Re: Error on hook api ZwOpenProcess on WinXP
Posted: Wed Sep 26, 2018 11:06 pm
by pambol
@madshi
What functions InjectLibraryW use? i mean WriteProcessMemory or WriteVirtualMemory?
Re: Error on hook api ZwOpenProcess on WinXP
Posted: Thu Sep 27, 2018 6:56 am
by madshi
WriteProcessMemory. I don't know any API named WriteVirtualMemory.

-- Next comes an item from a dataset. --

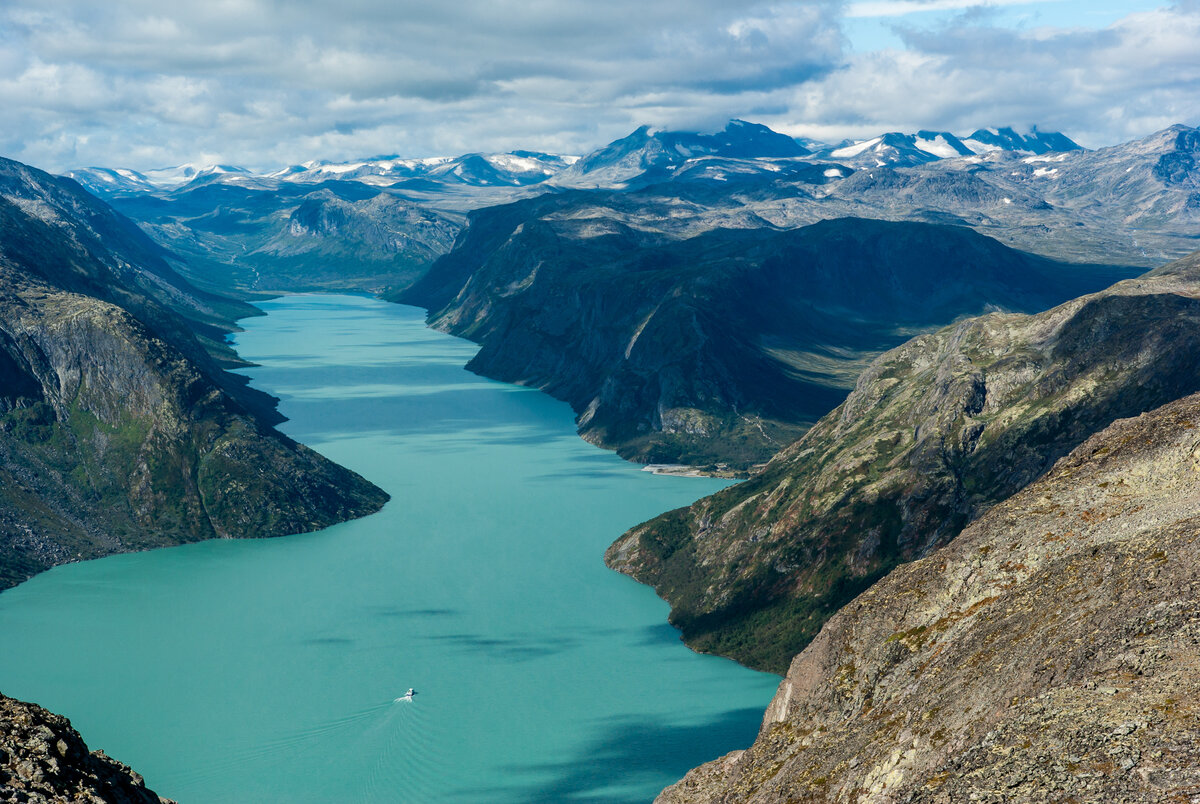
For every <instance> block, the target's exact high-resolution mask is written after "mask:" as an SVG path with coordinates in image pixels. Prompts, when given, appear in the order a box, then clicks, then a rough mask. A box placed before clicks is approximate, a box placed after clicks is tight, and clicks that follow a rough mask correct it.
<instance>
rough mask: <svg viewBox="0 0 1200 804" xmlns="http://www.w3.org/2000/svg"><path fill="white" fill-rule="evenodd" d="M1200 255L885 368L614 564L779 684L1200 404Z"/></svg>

Re: Error on hook api ZwOpenProcess on WinXP
Posted: Fri Sep 28, 2018 5:27 pm
by iconic
Pambol,
The only thing you need to know is that any high-level wrapper in usermode for writing to a target address space will eventually call the native API Nt/ZwWriteVirtualMemory inside ntdll somewhere down the call chain. This includes WriteProcessMemory, so all you need to do is hook Nt/ZwWriteVirtualMemory inside ntdll.
--Iconic
Re: Error on hook api ZwOpenProcess on WinXP
Posted: Sun Sep 30, 2018 4:32 am
by pambol
Iconic,
Yes i only hook these apis, i asked for what api are used on injection since they try inject something on my application so i call a restore before inject.